The 3 Worlds of Gulliver
This pleasant but dated little 1960 family movie arrives on DVD as part of Columbia TriStar's "Ray Harryhausen Signature Collection." However, unlike Jason and the Argonauts, First Men in the Moon, the Sinbad sagas, or monsterfests such as Mysterious Island, there's not much here to thrill the average Harryhausen fan. Other than a quick battle with a giant alligator and a dino-sized squirrel that's more mirthful than menacing, The 3 Worlds of Gulliver doesn't depend on Harryhausen's famed stop-motion monsters to menace our hero. Instead, it uses basic matte and forced-perspective cinematic effects to make seafarer Dr. Lemuel Gulliver (7th Voyage's Sinbad, Kerwin Mathews) a skyscraper-tall behemoth on the isle of Lilliput and a doll-sized castaway "witch" in the court of Brobdingnag.
The script is litle more than a hanger for the "giant/tiny" effects scenes, but the story moves briskly (even a pair of treacly song-breaks don't get much in the way), and it should particularly appeal to the under-10 set who haven't yet become jaundiced to anything pre-dating modern CGI gloss. Mathews is plenty wholeseome and likable in a role first offered to Danny Kaye and (no kidding) Jack Lemmon. And Gulliver's fiancée (June Thorburn) is perfunctory but not too much of a drip. Look for Peter Bull, Dr. Strangelove's Russian ambassador, in a small role.
Of course the script is only loosely based on the first half of Jonathan Swift's ribald 1726 novel, Gulliver's Travels. While the book remains one of the hardest-biting social satires ever to draw blood from the pompous and the political, few of those teeth remain in this truncated adaptation. Nonetheless, the Lilliputian social order and its Emperor's single-minded war against a neighboring island fought over an absurdly trivial matter inflated to genocidal levels by unbending ideological fervor will probably always be recognizable allegorical targets. Visually, Harryhausen's tall/small effects are well done, though a viewer accustomed to any more recent breakthroughs will spot the seams showing and hear the floorboards creaking. For a good number of fans, Bernard Herrmann's fine score is the chief appeal here.
* * *
This DVD edition has been "digitally mastered in high definition" and the color and detail are very good. However, it came from a source print marred by frequent jolts of dirt and blemishes, a built-in distraction created by the sofa lint commonly sandwiched into c.1960 image-compositing. 3 Worlds appears here in a non-anamorphic, pan-and-scan 1.33:1 full-screen image, altering the original theatrical 1.66:1 ratio and rudely eliminating some of the original image area. Although the box alerts us that the film has been "modified to fit your screen," the full-frame image is touted on the label as a Special Feature, thus adding insult to injury. The audio is good in DD 2.0 monaural, but Hermann's score comes across rather thin.

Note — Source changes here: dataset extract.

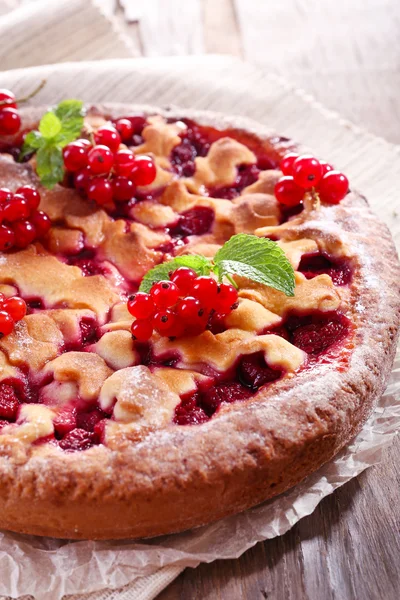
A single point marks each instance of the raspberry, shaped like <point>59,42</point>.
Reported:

The chief extra, already familiar to fans of previous discs in this series, is "The Ray Harryhausen Chronicles." This terrific hour-long 1997 documentary by Richard Shickel, narrated by Leonard Nimoy, features Harryhausen himself along with lifelong pal Ray Bradbury, George Lucas, and others in a tribute devoted to the master's life, work, inspirations, and ongoing influence.
Also here are "This is Dynamation" (a short made to promote the special-effects process and The 7th Voyage of Sinbad) and a nifty five-minute short on the making of 3 Worlds of Gulliver. Closing out the list are the usual talent files, the theatrical trailer, and trailers for The Golden Voyage of Sinbad, Sinbad and the Eye of the Tiger, and The 7th Voyage of Sinbad. The keep-case holds a production notes slip-sheet.